A command line application is an app that you invoke from the command line. This type of application also goes by the name CLI, short for Command Line Interface.
But what is so special about CLIs?
They are at the heart of Unix philosophy.
Do one thing, and do it well.
The reach of a CLI can be near or far. The command you run may just do its work directly on the computer, for example a web bundler like Webpack.
Other CLIs may reach out to a remote repository like Git.
The most interesting and useful CLIs from my experience is those that reach out to a third-party APIs or servers over the internet.
Of course, a CLI may do some combinations of all three.
You may not realize it, but you’ve probably used a CLI app. There’s one for every facet of a developer workflow:
- Git for version control
- Curl for making Http request. Okay, I don’t use this tool frequently, but many tutorials for API use them, and that’s how I got semi-proficient in using Curl.
- Webpack for bundling
- Gatsby or Jekyll for building static websites
- Surge or Netlify for deploying Html web pages
- Cloud providers like AWS, Azure provide CLIs for interacting with their infrastructure.
All other things being equal, using a CLI is usually faster than a browser-based app.

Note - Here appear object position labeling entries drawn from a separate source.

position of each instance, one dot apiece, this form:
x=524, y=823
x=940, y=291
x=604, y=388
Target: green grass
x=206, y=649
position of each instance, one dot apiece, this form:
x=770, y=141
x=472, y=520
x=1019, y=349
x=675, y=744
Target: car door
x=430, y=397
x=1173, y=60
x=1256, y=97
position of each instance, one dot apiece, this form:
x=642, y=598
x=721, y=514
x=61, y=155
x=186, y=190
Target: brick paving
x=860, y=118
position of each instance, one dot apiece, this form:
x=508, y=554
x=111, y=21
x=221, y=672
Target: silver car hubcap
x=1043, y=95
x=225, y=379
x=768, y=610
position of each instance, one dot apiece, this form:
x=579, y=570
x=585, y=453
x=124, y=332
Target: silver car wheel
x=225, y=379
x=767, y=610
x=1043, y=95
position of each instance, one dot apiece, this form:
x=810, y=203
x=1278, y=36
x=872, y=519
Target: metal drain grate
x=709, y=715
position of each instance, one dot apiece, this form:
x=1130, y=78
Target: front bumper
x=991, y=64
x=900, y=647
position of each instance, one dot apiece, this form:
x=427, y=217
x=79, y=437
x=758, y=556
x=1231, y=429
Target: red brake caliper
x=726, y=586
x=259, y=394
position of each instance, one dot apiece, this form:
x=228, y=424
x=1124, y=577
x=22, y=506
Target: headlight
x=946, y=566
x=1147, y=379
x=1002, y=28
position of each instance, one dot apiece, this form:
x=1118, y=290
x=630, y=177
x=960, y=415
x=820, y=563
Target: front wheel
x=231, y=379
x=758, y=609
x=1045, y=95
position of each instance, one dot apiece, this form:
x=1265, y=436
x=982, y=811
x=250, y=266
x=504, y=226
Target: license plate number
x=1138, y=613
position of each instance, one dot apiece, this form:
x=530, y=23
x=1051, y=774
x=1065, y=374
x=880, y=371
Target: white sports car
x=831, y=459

If there’s a routine task that you perform every day, it’s time to check if there’s already a solution that makes it faster and repeatable. You will find that a lot of those solutions come in the form of a CLI.
For example, you may want to post errors from your build server to a messaging platform like Slack. Having a command to post messages to your chat program would be a great way to integrate those systems together.
Who knows, possibilities expand when you get down and build things. You will start to see ideas, opportunities for improvement that you can’t see just by reading and watching. Building even the most simple, basic CLI will equip you to turn those opportunities into realities.
I don’t know why I get this idea, but I used to think that a CLI is synonymous with a desktop app, and it can only be built with a platform-specific language like Swift for MacOs or C++ for Windows.
That’s not true. A CLi can be built with Node.js, Ruby, Python, Rust and so many other languages.
You write your program in any of those languages, then turn it into an executable command that can be run from anywhere in the filesystem. How you do that is dependent on the language, but from my experience it’s the easiest part of building a CLI.
This means all that is left to you is to go build a CLI now.
If you don't have any idea, how about a tool that lets you post to dev.to, Medium or any of your favorite blogging platforms from the comfort of the command line, without ever opening the browser? Context switching for the win.